How to setup request proxy using URL rewriting


I have an e-commerce site that resides in:

http://dev.gworks.mobi/

When a customer clicks on the signin link, the browser gets redirected to another domain, in order for authentication:

http://frock.gworks.mobi:8080/openam/XUI/#login/&goto=http%3A%2F%2Fdev.gworks.mobi%3A80%2Fcustomer%2Faccount%2Flogin%2Freferer%2FaHR0cDovL2Rldi5nd29ya3MubW9iaS8%2C%2F

I'm trying to rewrite http://dev.gworks.mobi/* to http://frock.gworks.mobi:8080/openam/*, without redirection.

I've tried this in the .htaccess of the dev.gworks.mobi site:

<IfModule mod_rewrite.c>
    RewriteEngine On
    RewriteCond %{REQUEST_URI} ^/openam(.*)$ [NC]
    RewriteRule ^(.*)$ http://frock.gworks.mobi:8080/$1 [P,L]
</IfModule>

But when I access http://dev.gworks.mobi/openam, it shows a 404 page not found page.

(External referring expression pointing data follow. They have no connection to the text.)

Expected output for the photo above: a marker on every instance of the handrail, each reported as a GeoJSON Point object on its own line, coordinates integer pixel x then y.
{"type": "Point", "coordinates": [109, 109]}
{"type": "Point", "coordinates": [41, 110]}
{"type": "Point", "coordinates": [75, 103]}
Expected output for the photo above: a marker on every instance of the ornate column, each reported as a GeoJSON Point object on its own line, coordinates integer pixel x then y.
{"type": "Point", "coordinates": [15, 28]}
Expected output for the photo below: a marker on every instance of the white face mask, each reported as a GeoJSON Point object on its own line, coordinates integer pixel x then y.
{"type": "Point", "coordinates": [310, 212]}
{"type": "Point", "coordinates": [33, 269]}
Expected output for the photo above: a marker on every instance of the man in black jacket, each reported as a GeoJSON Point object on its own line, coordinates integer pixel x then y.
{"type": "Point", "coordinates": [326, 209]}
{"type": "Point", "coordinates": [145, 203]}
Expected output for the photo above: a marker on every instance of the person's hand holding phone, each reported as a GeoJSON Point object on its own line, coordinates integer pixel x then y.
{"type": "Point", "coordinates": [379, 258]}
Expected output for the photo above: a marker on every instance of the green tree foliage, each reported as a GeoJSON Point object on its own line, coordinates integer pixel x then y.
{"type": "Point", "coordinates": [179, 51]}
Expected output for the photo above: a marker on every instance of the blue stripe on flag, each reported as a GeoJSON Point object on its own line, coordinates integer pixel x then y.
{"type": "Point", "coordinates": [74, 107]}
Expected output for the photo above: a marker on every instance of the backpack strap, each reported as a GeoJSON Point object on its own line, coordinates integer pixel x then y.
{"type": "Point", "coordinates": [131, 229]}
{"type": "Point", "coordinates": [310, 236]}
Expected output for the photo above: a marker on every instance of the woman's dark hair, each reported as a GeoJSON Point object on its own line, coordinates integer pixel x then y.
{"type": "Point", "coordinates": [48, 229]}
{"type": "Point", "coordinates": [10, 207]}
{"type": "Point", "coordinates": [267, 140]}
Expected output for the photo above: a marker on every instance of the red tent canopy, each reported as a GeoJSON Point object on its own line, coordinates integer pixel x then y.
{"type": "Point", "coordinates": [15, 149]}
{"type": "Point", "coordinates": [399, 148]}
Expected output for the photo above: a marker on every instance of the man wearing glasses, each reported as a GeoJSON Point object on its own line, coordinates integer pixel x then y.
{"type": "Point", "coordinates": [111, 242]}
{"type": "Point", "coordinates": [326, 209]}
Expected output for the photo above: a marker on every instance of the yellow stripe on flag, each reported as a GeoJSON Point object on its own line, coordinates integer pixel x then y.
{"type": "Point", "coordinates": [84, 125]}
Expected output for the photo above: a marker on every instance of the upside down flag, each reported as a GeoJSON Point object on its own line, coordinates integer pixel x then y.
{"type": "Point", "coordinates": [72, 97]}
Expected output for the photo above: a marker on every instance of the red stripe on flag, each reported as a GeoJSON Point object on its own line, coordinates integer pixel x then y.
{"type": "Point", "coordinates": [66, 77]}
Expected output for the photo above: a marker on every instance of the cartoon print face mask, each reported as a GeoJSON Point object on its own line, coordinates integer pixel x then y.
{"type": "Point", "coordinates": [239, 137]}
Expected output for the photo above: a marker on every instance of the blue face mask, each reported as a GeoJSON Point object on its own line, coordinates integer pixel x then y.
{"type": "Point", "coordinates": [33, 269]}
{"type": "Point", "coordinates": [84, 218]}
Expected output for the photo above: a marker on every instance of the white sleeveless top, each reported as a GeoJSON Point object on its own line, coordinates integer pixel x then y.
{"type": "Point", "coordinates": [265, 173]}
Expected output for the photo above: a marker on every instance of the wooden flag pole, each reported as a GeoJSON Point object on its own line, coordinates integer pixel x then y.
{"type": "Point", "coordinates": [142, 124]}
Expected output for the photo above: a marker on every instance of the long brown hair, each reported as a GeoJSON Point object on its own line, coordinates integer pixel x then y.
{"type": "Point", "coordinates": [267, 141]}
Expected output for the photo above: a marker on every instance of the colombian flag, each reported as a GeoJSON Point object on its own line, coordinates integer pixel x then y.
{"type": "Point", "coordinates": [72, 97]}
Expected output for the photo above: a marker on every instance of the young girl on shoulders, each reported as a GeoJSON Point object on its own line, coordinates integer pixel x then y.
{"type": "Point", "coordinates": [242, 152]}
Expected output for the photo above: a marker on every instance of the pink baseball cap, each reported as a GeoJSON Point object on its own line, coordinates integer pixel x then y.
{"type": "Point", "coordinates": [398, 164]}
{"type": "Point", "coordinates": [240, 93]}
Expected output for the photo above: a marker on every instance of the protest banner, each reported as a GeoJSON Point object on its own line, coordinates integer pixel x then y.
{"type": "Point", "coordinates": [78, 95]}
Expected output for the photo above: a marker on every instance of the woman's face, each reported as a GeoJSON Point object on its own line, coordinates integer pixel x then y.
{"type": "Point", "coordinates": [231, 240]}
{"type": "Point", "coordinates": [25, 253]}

Can anyone help me to achieve my use case?


Solution

  • Try this:

    RewriteEngine on
    RewriteBase /
    
    # Make sure it's not an actual file being accessed
    RewriteCond %{REQUEST_FILENAME} !-f
    RewriteCond %{REQUEST_FILENAME} !-d
    
    # Match the host
    RewriteCond %{HTTP_HOST} ^dev\.gworks\.mobi
    
    # Rewrite the request if it starts with "openam"
    RewriteRule ^openam(.*)$ http://frock.gworks.mobi:8080/$1 [L,QSA]
    

    This will rewrite all the requests to dev.gworks.mobi/openam to frock.gworks.mobi:8080.

    If you want to mask the URI in a way that it's not visible to the visitor that she's visiting the authentication app, you need to add a P flag. Please note that it needs Apache's mod_proxy module in place:

    RewriteRule ^openam(.*)$ http://frock.gworks.mobi:8080/$1 [P,L,QSA]
    

    Feel free to drop the L flag, if it's not the last rewrite rule. See RewriteRule Flags for more information.

    The 404

    If it's all in place and you're still getting a 404 error, make sure that the target URL is not throwing 404 errors in the first place.

    Second, check if you're still getting the error with the correct referrer URI set. It might be designed in a way to throw a 404, if the referrer is not correctly set. If that's the case, which I suspect, you need to use the R flag and redirect instead of proxying the request.

    Last thing that comes to my mind, some webapps are not built in a way to figure out the URI address. The host, as well as the port number, might be hard-coded somewhere in the config files. Make sure that the authentication app is able to be run from another URL without the need to edit the configs.